Friday, June 03, 2005

A Lady's Life in the Rocky Mountains

Have been skimming a book by Isabella Bird, the first woman fellow of the Royal Geographical Society (she started traveling at age 18 on her doctor's advice, after a spinal surgery). Anyway, she spent time in this area in 1879 and wrote letters back home to her sister. This is one of her sketches, of Estes Park, which is a couple hours from here. (Last visit Bryan, Wendy, and I hiked there and I hope to go back next sunny day.) By coincidence, she had come from Hawaii to the western U.S., and she rides around in some kind of Hawaiian riding dress, comparing what she's seeing to what she saw in the Sandwich Islands. Interesting to see this place through her eyes and also imagine, through her descriptions, what I'll soon be seeing.

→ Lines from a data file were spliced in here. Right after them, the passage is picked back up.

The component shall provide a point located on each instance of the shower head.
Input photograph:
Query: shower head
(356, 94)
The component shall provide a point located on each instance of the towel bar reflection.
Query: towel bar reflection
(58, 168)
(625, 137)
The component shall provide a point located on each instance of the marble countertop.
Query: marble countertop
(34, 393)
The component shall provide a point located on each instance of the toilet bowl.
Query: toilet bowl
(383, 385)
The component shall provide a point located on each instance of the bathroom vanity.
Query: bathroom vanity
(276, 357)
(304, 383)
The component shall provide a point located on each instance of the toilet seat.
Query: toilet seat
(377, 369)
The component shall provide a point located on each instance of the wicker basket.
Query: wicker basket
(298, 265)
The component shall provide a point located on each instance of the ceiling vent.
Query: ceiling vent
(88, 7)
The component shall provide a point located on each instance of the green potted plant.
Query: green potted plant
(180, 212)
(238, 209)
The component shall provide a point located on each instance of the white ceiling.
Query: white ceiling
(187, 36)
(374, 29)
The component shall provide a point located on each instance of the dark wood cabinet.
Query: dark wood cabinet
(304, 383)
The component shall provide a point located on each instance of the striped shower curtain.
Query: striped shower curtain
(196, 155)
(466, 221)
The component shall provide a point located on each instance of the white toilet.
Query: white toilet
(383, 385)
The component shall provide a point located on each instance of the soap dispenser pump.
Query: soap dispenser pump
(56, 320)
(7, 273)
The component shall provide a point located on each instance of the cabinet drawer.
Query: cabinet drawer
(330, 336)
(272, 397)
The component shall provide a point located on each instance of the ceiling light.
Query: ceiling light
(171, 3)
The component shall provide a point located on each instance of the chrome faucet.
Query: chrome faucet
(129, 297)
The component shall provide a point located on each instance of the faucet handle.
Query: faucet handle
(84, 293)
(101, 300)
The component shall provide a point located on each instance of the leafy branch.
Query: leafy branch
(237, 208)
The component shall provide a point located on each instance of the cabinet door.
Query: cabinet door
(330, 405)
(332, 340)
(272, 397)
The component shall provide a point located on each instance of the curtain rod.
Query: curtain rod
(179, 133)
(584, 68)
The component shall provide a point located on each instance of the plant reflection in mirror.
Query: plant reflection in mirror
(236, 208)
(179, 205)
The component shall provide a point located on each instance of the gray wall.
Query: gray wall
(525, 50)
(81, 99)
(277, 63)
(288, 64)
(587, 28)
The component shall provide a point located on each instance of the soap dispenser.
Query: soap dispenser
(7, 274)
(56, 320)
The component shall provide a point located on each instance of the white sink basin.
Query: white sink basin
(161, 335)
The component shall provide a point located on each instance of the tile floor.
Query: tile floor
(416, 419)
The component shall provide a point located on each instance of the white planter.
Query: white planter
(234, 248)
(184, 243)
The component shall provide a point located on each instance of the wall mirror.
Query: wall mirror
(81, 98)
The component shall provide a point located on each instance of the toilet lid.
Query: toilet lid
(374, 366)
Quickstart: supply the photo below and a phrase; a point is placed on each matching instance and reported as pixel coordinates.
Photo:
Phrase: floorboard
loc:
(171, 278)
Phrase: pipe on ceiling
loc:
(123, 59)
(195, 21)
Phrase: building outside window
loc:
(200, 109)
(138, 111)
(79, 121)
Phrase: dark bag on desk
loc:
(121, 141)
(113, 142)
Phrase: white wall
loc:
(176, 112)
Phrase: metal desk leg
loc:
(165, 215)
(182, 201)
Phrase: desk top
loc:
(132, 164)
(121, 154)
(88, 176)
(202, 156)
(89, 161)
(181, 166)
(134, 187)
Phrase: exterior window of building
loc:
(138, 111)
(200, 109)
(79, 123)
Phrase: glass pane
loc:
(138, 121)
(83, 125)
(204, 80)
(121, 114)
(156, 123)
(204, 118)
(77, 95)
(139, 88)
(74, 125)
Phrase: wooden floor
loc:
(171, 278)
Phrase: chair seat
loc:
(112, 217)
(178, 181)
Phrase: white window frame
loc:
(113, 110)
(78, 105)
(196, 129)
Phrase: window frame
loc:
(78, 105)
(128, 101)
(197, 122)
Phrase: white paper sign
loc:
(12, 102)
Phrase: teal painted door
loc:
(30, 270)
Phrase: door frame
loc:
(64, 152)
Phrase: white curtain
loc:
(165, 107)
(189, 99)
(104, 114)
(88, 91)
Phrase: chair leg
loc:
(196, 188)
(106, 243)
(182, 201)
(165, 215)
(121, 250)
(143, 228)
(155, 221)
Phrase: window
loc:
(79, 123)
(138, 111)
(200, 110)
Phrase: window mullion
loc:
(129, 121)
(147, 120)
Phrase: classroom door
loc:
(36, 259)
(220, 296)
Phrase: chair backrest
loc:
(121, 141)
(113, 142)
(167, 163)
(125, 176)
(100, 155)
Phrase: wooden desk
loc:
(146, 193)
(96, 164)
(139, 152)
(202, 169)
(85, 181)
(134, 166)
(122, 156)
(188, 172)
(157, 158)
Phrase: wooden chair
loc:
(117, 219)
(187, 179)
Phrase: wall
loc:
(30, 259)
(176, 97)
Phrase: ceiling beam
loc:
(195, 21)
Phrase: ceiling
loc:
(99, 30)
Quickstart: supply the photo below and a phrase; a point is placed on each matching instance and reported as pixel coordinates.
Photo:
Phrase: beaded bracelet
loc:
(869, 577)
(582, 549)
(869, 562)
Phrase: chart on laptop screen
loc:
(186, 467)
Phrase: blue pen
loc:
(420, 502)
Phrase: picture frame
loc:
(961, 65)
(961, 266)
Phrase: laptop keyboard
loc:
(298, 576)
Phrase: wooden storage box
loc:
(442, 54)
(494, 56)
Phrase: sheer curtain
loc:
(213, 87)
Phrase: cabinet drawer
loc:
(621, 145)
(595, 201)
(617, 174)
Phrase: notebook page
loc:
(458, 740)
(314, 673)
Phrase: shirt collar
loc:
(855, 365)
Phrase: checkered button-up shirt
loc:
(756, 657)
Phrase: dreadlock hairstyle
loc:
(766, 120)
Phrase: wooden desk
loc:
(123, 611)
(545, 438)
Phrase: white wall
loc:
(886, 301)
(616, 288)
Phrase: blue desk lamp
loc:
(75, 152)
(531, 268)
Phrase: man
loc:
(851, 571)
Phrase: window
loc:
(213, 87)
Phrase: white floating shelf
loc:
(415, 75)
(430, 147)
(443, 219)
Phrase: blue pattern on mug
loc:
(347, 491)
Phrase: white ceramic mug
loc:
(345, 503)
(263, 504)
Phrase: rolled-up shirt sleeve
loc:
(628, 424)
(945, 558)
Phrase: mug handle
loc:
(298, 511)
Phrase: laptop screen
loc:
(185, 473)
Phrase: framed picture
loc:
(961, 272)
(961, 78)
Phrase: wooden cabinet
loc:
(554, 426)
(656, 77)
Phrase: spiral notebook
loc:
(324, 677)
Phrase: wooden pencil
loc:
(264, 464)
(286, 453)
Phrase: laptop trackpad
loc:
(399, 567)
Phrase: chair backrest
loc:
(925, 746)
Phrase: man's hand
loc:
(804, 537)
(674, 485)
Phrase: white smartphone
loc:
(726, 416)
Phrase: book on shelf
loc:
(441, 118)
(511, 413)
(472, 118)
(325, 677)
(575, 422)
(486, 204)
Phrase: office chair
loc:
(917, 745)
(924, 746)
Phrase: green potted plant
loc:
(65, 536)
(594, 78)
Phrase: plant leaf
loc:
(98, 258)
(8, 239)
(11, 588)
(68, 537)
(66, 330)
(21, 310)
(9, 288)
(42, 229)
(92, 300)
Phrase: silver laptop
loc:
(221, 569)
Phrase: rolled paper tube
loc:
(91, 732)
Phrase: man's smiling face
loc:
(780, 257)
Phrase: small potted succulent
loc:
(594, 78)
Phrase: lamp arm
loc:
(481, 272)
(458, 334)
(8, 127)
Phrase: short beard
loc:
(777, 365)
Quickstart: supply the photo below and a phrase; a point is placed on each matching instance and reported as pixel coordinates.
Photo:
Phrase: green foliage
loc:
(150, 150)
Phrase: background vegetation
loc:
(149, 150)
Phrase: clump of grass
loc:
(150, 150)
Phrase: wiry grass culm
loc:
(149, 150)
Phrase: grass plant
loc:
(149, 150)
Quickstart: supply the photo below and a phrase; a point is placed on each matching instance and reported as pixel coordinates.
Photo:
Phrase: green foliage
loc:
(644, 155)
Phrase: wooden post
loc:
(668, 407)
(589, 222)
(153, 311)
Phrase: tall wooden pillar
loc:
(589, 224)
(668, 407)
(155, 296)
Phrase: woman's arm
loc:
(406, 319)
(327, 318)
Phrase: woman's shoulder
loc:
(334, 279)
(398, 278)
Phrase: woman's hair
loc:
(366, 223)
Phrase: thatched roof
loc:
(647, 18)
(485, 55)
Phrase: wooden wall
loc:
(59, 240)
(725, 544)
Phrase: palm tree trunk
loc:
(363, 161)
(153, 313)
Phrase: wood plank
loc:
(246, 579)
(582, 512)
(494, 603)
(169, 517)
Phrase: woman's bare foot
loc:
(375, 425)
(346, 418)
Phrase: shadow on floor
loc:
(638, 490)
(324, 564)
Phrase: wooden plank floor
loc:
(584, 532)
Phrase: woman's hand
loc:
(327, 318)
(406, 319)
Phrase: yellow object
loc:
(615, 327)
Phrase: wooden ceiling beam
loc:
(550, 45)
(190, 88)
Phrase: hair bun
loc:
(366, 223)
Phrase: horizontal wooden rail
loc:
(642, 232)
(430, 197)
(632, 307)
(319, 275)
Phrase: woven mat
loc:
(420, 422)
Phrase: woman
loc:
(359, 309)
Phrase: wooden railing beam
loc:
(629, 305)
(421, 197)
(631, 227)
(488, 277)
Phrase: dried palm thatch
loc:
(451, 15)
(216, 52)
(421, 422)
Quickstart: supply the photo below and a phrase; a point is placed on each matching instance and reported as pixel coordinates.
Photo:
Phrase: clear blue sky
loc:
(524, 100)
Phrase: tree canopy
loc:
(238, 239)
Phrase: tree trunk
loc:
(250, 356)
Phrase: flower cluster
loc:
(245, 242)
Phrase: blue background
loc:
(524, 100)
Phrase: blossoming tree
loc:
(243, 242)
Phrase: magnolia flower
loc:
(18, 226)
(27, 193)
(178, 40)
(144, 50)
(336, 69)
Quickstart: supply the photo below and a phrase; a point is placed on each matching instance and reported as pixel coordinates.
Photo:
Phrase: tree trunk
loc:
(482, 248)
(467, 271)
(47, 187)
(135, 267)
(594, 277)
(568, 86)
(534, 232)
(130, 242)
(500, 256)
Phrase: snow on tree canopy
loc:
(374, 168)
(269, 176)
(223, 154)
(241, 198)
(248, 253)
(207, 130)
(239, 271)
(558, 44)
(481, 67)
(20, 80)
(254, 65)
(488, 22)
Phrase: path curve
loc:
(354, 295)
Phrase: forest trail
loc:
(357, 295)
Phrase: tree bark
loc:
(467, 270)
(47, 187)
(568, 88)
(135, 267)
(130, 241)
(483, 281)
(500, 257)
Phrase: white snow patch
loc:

Anyway, Bird loved Estes Park, but Ft. Collins did not fare as well:
It gave me a strange sensation to embark upon the Plains. Plains, plains everywhere, plains generally level, but elsewhere falling in long undulations, like the waves of a sea which had fallen asleep. They are covered thinly with buff grass, the withered stalks of flowers, Spanish bayonet, and a small beehive-shaped cactus. One could gallop all over them...By the time we reached Ft. Collins I was sick and dizzy with the heat of the sun, and not disposed to be pleased with a most unpleasing place. It was a military post, but at present consists of a few frame houses put down recently on the bare and burning plain. The settlers have "great expectations," but of what?...These new settlements are altogether revolting, entirely utilitarian, given up to talk of dollars as well as to making them, with coarse speech, coarse food, coarse everything, nothing wherewith to satisfy the higher cravings if they exist...The lower floor of this inn swarms with locusts in addition to thousands of black flies. The latter cover the ground and rise buzzing from it as you walk.

Well, fortunately for me, Ft. Collins has improved in the past 100+ years.